Human beings are not low quality or high quality - and especially not based on your preference or personal benefit - and economics and history clearly show the benefit of more people with freedom and opportunity, including to the people gaining freedom and opportunity. They are as important as, and have as much 'quality' as you - otherwise, you are not important either.

  Dismissing other opinions in words but not arguments is vacuous.
Meanwhile, you dismissed the will of Japanese people as "hateful" for not wanting more immigrants.
More of the standard rhetoric. It's like an algorithm generating these comments or an LLM. It just responds with copypasta without even knowing what I said.
I'm sorry but you're spewing a lot of misinformation here.

Japan's relationship with immigration is complex but what you're talking about really has nothing to do with the business manager visa.

Japan continues to "import" larger and larger numbers of foreign workers to do jobs that it doesn't have enough native-born workers to perform. Think factory workers, nurses, truck drivers, retail.

The problem with the business manager visa was that it was being abused by people who weren't actually running real businesses in Japan. They were setting up shells to obtain residency. Much of the abuse was by Chinese nationals, which was for obvious reasons especially disturbing to Japanese given the history between the two countries.

Japan isn't the only country in Asia that has been forced to revisit its visa policies due to Chinese abuse. For example, the Philippines has made changes and added oversight to its SRRV retirement visa program because of abuse by Chinese nationals, most of whom were younger males coming as "retirees" but working and running local businesses illegally.

So yes, immigration is a sensitive, complicated subject in Japan but you're reading way too much into the changes to the business manager visa.

  Japan continues to "import" larger and larger numbers of foreign workers to do jobs that it doesn't have enough native-born workers to perform. Think factory workers, nurses, truck drivers, retail.
This is the exact thing I'm talking about. Good for business owners and government. Complicated for working class Japanese people.
> Complicated for working class Japanese people.

It's complicated from a cultural perspective because Japanese are fiercely proud and protective of their culture and, many would argue, xenophobic.

It is not complicated from an economic perspective. There simply aren't enough working-age Japanese to fill these roles.

As Japan ages, it is already struggling to maintain critical services, such as caretaking for the elderly. Without immigration, it would eventually face economy-stopping labor shortages.

The tension is between Japan's demographic reality and economic needs, and its idealistic cultural/religious/historical beliefs.

You cannot maintain the world's fifth-largest economy with a population that has lost 3 million people in the past 5 years that is losing somewhere between 250-500,000 working age people a year and will have more than 40% of its population over 60 by 2030.

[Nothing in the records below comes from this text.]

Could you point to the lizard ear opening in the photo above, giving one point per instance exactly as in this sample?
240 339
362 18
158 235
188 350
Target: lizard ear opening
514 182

And, I would argue, you cannot maintain a belief system structured around the ideas of genetic, cultural and historical superiority when you've had a fertility rate below the replacement rate since 1974.

This doesn't mean that Japan should open the gates to unchecked immigration (there are practical reasons it can't anyway) but having spent a good deal of time there I feel OK to say: Japan is dying and people need to accept it so that they can address it.

It isn’t hard to get. Working class do not think a declining population is bad for themselves. They’re probably right. It’s bad for businesses and government though.